Ученики пробудились, но одного взгляда на них достаточно было, чтобы понять что они неспособны к молитве. Евангелист Лука (22,45) замечает, что они спали от печали; а святой Марк (14, 40) добавляет, что глаза у них отяжелели, и они не знали, что отвечать. Состояние сонного расслабления, которое весьма трудно бывает преодолеть, известно всякому по опыту.
Оставив учеников, Иисус в третий раз обратился от земли к небу и, будучи в борении, по замечанию евангелиста Луки, молился еще прилежнее (22, 24). Слова произнесены были те же, что и раньше, но чувства окончательно изменились. Дух человеческий не может долго колебаться между противоположностями, он обязательно склонится на какую-нибудь сторону. Тем более невозможно это в такой молитве, как молитва Иисуса. «Буди воля Твоя», — произнесенное в третий раз, уже было выражением решительной победы.
Чем более укреплялся дух, тем слабее становилась плоть. Телесные силы Богочеловека пришли в такое изнеможение, что Его томление равнялось предсмертным мукам, а выступивший пот, по словам евангелиста Луки, был подобен каплям крови, падающей на землю, — выражение очень емкое даже в переносном смысле, а тем более в буквальном: в летописях встречаются изредка примеры страданий до кровавого пота.
Такое усилие могло стоить жизни Сыну Человеческому или лишить Его сил перенести наступающие страдания с подобающим Ему величием. Теперь на Единородном Сыне должно было исполниться, обещанное прочим чадам, чтобы показать, что любовь Отца Небесного не попускает никому искушаться сверх сил. И вот, вместо ответа на молитву, предстал ангел для укрепления Иисуса, — предстал так, что и находившиеся вблизи ученики могли заметить, что кто-то тайно беседует с Учителем.

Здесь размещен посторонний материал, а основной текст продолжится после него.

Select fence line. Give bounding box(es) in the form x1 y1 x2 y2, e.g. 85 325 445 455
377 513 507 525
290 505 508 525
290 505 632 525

Ангел, конечно, прежде всего старался укрепить дух Иисуса. Человеческая природа такова, что одна мысль, мелькнувшая в памяти, может прогнать смущение и вернуть покой. Впрочем, поскольку томление духа так ужасно отразилось и в теле, которое изнемогает вместе с духом, но не так скоро восстанавливается, как оно, то ангельское утешение, без сомнения, касалось и телесных сил Богочеловека.
Иисус укрепляется ангелом! Вы, чувствующие всю силу слов: Сын Божий, Ходатай Бога и человеков, Начальник и Совершитель спасения Человеческаго, — вам понятно, какая бездна таин заключается в этих немногих словах! Провидению неугодно было открыть нам, кто из небожителей удостоился совершить это единственное Божественное служение. Но кто бы ни был этот блаженный дух, мы обязаны ему вечной благодарностью: укрепив Начальника нашего спасения в такие решительные минуты, он тем самым укрепил каждого из нас… Искушение кончилось совершенной уверенностью в благотворной необходимости креста, со всеми его ужасами, и притом именно сейчас. После этого Богочеловек снова обрел ту твердость духа, которая отличала Его всю жизнь, среди всевозможных опасностей и лишений и останется с Ним во время страданий. Так обыкновенно бывает с искушаемыми: чем сильнее борьба, тем более укрепляется ею дух.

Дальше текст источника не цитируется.